The transforming growth factor-β-induced factor (TGIF) which was mapped to the MYP2 region on 18p11.3, also emerged as a candidate gene for high myopia. Subsequently, Lam et al (2003) investigated the coding exons of TGIF for mutations in Chinese subjects with high myopia, and only 657 (T-G) showed statistical significance in the logistic regression model (odds ratio 0.133; 95% CI 0.036−0.488; p = 0.002). Although TGIF was suggested as a probable candidate gene for high myopia by Lam et al (2003), others showed that TGIF has no association with high myopia (Scavello 2004; Hasumi 2006). In our present high resolution screening study, we used a total set of 35 microsatellite markers in the MYP2 locus between markers D18S59 to D18S52, and found no association between MYP2 and high myopia. Therefore, based on our study, we conclude that there is no candidate gene for high myopia in the MYP2 region in the Japanese population.

On the other hand, we detected another candidate locus for high myopia outside the MYP2 region on chromosome 18. The microsatellite marker D18S0301i located in chromosomal position q12.2, showed statistical significance (odds ratio 0.61; 95%CI 0.383–0.973; p = 0.038).
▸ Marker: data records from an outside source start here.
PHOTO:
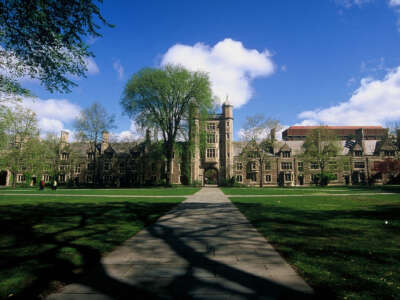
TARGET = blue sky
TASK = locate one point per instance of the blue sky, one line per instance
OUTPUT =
(330, 62)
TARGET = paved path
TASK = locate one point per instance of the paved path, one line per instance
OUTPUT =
(203, 249)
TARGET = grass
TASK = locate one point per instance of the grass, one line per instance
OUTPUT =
(310, 190)
(341, 245)
(180, 191)
(52, 239)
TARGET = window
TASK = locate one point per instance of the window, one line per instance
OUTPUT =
(211, 138)
(211, 152)
(21, 178)
(314, 178)
(286, 166)
(359, 165)
(62, 178)
(389, 153)
(332, 165)
(211, 126)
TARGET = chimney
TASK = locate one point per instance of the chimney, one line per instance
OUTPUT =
(105, 137)
(64, 136)
(272, 134)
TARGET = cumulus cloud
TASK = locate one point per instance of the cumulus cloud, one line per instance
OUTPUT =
(52, 114)
(231, 66)
(375, 102)
(91, 66)
(119, 68)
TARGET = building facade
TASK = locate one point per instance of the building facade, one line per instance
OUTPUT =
(139, 163)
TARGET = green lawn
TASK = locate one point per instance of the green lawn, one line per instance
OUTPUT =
(52, 239)
(310, 190)
(346, 247)
(179, 191)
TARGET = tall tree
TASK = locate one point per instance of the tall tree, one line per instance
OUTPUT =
(320, 147)
(23, 153)
(161, 98)
(45, 39)
(89, 126)
(258, 136)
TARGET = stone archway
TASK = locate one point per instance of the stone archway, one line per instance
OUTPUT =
(3, 177)
(211, 176)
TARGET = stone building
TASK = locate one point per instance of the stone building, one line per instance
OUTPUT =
(130, 164)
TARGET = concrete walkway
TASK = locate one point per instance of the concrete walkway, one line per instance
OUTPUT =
(203, 249)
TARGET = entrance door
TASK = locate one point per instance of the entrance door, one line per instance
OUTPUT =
(3, 177)
(211, 176)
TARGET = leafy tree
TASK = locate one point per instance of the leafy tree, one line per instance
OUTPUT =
(24, 152)
(89, 126)
(258, 141)
(389, 167)
(44, 39)
(319, 147)
(161, 99)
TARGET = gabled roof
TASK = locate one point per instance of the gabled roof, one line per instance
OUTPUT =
(285, 147)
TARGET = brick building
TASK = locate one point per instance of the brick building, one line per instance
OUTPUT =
(130, 164)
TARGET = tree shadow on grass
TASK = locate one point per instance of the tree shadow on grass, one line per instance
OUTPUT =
(339, 251)
(76, 227)
(61, 241)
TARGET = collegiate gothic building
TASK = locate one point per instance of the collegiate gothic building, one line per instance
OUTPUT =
(130, 164)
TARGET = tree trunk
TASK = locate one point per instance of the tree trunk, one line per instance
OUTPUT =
(14, 183)
(169, 154)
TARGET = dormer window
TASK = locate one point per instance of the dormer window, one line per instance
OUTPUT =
(389, 153)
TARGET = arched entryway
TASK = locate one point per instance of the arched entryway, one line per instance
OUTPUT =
(3, 177)
(211, 176)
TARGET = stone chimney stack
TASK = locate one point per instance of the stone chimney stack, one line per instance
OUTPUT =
(105, 140)
(64, 136)
(273, 134)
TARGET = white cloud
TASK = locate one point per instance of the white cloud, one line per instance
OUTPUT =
(91, 66)
(231, 66)
(52, 114)
(374, 102)
(119, 68)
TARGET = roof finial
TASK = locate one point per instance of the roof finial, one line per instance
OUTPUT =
(227, 100)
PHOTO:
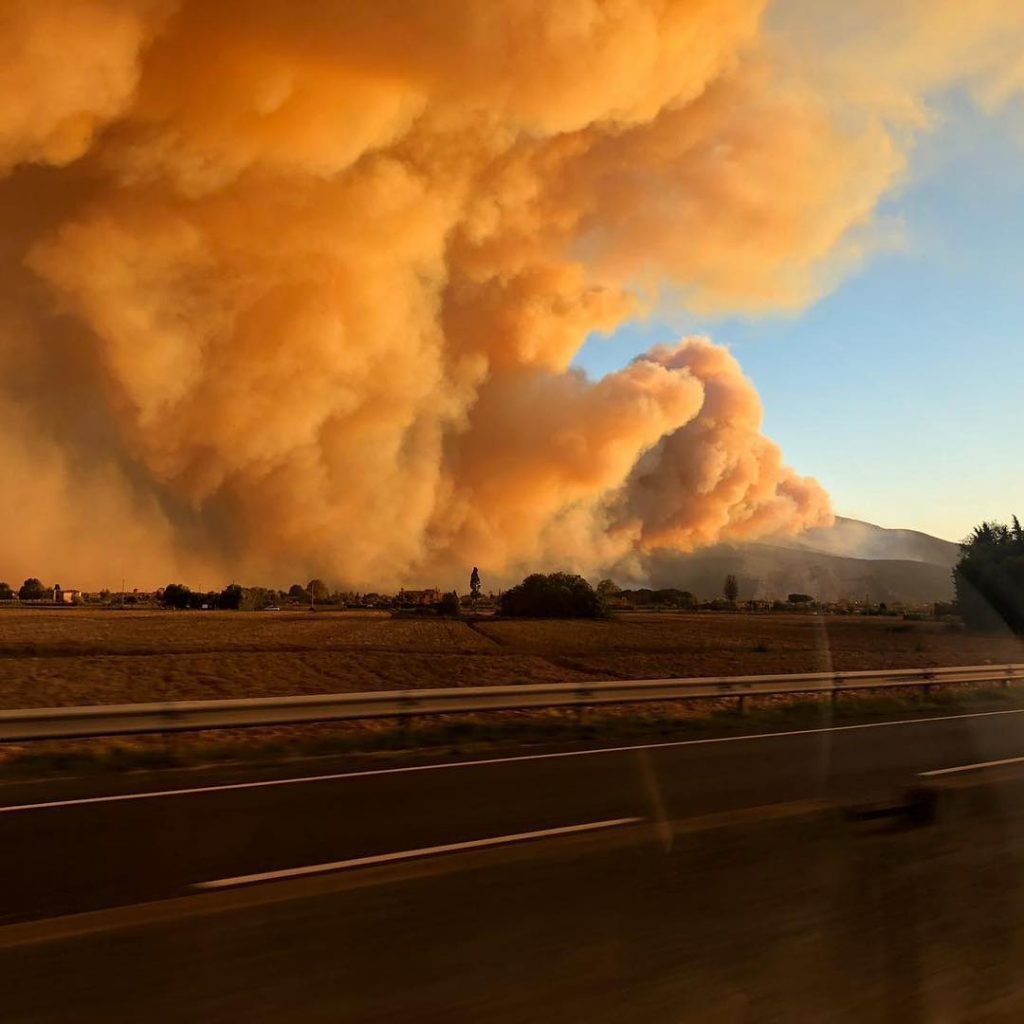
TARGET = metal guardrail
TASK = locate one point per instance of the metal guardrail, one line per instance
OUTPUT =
(120, 720)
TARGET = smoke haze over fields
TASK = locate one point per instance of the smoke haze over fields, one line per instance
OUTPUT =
(295, 289)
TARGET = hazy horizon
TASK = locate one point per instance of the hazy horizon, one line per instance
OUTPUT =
(284, 299)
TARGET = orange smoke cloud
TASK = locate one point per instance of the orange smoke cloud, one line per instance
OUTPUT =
(300, 291)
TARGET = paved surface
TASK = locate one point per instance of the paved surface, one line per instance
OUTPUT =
(584, 927)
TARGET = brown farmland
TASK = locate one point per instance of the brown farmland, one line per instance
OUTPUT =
(79, 656)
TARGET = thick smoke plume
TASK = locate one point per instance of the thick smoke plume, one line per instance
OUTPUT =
(296, 288)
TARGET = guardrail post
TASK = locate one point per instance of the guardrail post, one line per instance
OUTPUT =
(583, 711)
To avoid false negative, we performed no correction for multiple comparisons such as Bonferoni’s correction in this study.

The gene closest to this microsatellite marker is, GALNT1 (UDP-N-acetyl-alpha-D-galactosamine). UDP-N-acetyl-alpha-D-galactosamine is a N-acetylgalactosaminyltransferase that transfers an N-acetylgalactosamine to a serine or threonine residue in the first step of O-linked oligosaccharide biosynthesis (Takai et al 1997). We considered GALNT1 as a new candidate gene, but its relation to myopia is debatable because of its metabolic function. There is still a possibility that a specific allele or mutation in an unknown gene and near to the GALTN1 gene is in linkage disequilibrium with marker D18S0301i and has yet to be identified. Therefore, we may need to investigate this locus in more detail in future studies.

Since the accumulation of several multigenic factors may contribute to the risk and development of chronic diseases, we plan to expand our investigations to other chromosomes of the human genome, in order to identify all the disease susceptibility alleles or mutations involved with high myopia at the genome-wide level.